Islam banyak memberi kemudahan bagi umatnya dalam menjalankan ibadah, contohnya ketika menunaikan puasa wajib. Terdapat sejumlah keadaan pada kaum muslim yang syariat nyatakan boleh tidak berpuasa. Apa saja?
Sayyid Sabiq dalam bukunya Fiqih Sunnah menyebutkan ada beberapa hal serta kondisi bagi kaum muslim yang berakal dan sudah baligh, untuk boleh berbuka puasa wajib seperti Ramadan.
Keringanan boleh berbuka puasa bagi muslim yang demikian bukan berarti ia meninggalkan ibadah fardhunya, melainkan nantinya mereka tetap wajib mengqadha atau harus membayar fidyah.
SCROLL TO CONTINUE WITH CONTENT
Kondisi Boleh Berbuka Puasa tapi Wajib Membayar Fidyah
Masih dari Fiqih Sunnah, orang yang memperoleh izin berbuka dan harus membayar fidyah adalah orang tua renta atau lanjut usia (lansia laki atau perempuan), orang sakit yang sulit diharap kesembuhannya, para pekerja berat yang tak mendapat penghasilan selain dari profesi itu, dan perempuan yang lemah.
Muslim yang dalam kondisi tersebut diizinkan untuk berbuka apabila puasanya sangat memberatkan mereka. Sebagaimana dalam Surat Al-Baqarah ayat 184: "Bagi orang yang berat menjalankannya, wajib membayar fidyah, (yaitu) memberi makan seorang miskin..."
Ibnu Abbas berkata, "Ayat ini tidak dinasakh, dan ayat ini berlaku untuk orang tua dan perempuan lemah yang tidak mampu berpuasa. Karena itu, ia wajib memberikan makanan kepada satu orang miskin untuk setiap harinya." (HR Bukhari, Abu Dawud, Baihaqi, Daruquthni & Hakim)
Untuk lansia ditambahkan Ibnu Abbas hanya memberi makan tidak wajib mengqadhanya. Begitu juga dengan keadaan sakit yang sulit diharap kesembuhannya pada diri seseorang, sehingga membuatnya amat berat dalam berpuasa, maka hukumnya sama seperti orang tua renta.

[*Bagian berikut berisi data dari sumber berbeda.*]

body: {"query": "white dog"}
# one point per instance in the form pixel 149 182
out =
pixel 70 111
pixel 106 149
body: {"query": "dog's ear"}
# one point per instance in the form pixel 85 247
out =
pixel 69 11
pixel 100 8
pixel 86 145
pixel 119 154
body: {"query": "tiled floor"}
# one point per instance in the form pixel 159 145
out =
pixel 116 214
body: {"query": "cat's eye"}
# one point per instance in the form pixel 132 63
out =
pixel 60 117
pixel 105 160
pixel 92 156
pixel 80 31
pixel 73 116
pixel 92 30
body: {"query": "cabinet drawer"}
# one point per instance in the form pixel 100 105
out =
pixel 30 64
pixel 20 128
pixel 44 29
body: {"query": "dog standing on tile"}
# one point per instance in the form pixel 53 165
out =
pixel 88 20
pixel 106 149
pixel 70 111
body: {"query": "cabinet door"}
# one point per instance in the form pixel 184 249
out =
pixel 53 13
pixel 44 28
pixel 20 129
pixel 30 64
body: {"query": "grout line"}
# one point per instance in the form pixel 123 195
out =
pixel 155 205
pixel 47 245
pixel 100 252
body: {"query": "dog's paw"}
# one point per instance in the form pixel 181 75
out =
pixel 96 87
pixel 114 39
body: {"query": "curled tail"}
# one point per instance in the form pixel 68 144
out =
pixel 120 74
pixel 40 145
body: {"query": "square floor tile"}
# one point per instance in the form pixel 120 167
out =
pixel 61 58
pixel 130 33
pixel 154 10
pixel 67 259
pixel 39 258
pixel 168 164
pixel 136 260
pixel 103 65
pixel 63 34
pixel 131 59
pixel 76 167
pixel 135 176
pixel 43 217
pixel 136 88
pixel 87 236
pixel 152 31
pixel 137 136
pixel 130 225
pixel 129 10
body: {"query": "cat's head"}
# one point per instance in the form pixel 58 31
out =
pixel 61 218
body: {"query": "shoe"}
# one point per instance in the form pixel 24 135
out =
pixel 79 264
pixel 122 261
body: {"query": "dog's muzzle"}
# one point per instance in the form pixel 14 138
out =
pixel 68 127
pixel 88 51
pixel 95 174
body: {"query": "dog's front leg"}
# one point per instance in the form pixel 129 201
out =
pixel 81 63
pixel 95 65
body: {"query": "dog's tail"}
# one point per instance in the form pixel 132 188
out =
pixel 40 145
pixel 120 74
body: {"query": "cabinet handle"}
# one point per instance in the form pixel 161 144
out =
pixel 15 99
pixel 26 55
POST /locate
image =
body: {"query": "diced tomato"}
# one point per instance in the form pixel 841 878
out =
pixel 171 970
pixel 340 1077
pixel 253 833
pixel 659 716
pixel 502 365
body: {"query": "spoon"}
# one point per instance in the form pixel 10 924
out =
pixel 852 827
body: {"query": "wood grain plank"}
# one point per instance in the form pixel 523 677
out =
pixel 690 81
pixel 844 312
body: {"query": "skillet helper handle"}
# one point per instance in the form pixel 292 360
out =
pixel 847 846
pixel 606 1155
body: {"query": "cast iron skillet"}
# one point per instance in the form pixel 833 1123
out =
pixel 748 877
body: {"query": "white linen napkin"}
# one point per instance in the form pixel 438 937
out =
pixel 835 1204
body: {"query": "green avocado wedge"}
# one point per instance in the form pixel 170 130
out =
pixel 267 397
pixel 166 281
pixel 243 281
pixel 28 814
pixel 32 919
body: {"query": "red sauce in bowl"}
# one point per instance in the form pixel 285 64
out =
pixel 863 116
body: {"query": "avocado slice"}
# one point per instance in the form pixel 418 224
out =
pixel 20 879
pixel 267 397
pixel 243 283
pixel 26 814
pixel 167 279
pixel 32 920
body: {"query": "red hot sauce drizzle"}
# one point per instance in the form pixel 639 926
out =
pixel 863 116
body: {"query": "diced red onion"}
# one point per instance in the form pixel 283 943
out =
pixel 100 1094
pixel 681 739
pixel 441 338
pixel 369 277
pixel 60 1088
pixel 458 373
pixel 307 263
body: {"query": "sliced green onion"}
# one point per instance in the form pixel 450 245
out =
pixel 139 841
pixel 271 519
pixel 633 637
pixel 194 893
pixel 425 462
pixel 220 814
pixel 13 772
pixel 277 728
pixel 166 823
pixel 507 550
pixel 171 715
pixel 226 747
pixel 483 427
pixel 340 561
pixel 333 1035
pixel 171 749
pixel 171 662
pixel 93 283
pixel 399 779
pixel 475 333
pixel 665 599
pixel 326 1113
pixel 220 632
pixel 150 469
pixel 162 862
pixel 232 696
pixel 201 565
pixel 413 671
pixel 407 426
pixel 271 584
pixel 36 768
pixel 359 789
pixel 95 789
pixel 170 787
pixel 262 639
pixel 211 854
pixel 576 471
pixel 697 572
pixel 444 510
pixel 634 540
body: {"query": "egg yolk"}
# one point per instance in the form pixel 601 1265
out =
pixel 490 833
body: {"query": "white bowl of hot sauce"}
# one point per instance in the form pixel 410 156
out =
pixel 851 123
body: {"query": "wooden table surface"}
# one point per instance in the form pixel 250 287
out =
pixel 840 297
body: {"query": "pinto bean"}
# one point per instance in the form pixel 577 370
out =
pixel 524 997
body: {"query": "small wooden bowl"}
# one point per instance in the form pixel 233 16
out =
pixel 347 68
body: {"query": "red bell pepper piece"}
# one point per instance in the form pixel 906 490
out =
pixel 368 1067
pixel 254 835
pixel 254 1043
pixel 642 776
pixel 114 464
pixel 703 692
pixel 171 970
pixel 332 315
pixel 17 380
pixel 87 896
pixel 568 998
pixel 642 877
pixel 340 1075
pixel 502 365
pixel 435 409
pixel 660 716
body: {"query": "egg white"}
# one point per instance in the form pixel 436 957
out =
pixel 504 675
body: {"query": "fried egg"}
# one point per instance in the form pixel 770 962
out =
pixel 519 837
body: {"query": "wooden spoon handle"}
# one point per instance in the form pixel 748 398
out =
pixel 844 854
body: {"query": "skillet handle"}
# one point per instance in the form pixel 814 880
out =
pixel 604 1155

Sementara Muhammad Abdul mengatakan, "Yang dimaksud dengan orang yang berat menjalankan puasa di dalam ayat (Al-Baqarah: 184) adalah orang tua renta, orang yang sakitnya menahun, dan sejenis mereka, seperti orang yang mata pencariannya adalah pekerjaan berat. Juga para pelaku kriminal yang dihukum dengan pekerjaan berat sepanjang hidup jika mereka begitu berat menjalankan puasa dan punya sesuatu yang bisa digunakan untuk membayar fidyah."
Sayyid Sabiq turut menyebut kondisi hamil dan menyusui pada seorang wanita. Jika dalam keadaan demikian berpuasa tetapi mengkhawatirkan dirinya dan anaknya, maka baginya boleh untuk berbuka.
Tetapi sebagai gantinya, mereka harus membayar fidyah dengan memberi makan satu orang miskin selama sejumlah hari yang ditinggalkan puasanya.
Mengenai takaran makanan yang diberi kepada orang miskin dalam membayar fidyah, tidak tercantum dalam sunnah. Sehingga di kalangan ulama terjadi perselisihan pendapat. Ada yang menyebut satu sha', atau setengah sha', atau satu mud.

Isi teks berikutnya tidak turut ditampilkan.